Ten years ago this year, I lost my beloved sister Bernice, but in many ways it still seems like only ten months ago. She was perhaps my closest confidant, someone I spoke to nearly every day. I still miss her, a lot. Yet in the midst of all that 2005 sadness, there was some personal joy. I got to fulfill a long-held dream as I performed the title role of “The Wiz” at the Count Basie Theatre in Red Bank, New Jersey, my home at the time. A few weeks later, another dream was fulfilled, as I produced a concert that brought Karen Smith of Montego Bay, one of my favorite performers in all the world, to New Jersey to perform at the sparkling new Two River Theater in Red Bank. I performed the opening act, and my friend Karen put on an amazing show, one that many in Red Bank said was the best they had ever attended. That was one of my best evenings on this planet, not least because so many of my favorite people were in the audience.
Ten years, seemingly gone in an instant.
This past year, 2014, my mother went “on to her reward,” as she liked to say. Her departure is still hard for me to talk about. Perhaps I’ll be ready to deal with it in 10 years. Perhaps in 50 years.

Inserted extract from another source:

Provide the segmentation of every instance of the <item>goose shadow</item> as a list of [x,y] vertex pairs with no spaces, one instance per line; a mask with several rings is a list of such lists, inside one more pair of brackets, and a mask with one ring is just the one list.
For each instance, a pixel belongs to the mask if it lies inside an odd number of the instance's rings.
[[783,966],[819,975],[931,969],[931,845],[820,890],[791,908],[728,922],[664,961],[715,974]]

This year, new challenges, and hopefully new joys, await. I have lots of plans for 2015, and one simple resolution: to sing more. Somewhere between 2005 and now, the joy of singing has been diminished — not altogether absent, just lessened. I’m going to try to recapture that joy in 2015. As a way of encouraging myself to do so, and to have you encourage me to do so, I’m posting here one of the selections from that 2005 concert, my rendition of the Luther Vandross song “Don’t Want to be a Fool.” It has some autobiographical elements.
“Time passes much too quickly, when we’re together laughing. I wish I could sing it to you, woh no, I wish I could sing it to you.” Beginnings, Chicago Transit Authority, 1968.
Happy New Year.
5 thoughts on “Is it 2015 already?”
You have a beautiful voice! Keep on singingt!
David, a good recap blog of the past fifty, and mor recent, ten years. I have played the dvd of the Karen Smith concert a number of time. And looked at the farewell party for Karen, at the Grayson’s. Great memories.
Sing is a super way of bring voice to our sorrows, joys and loves. So, sing on, my brother, song on!
Go head with your bad self. Sounds good.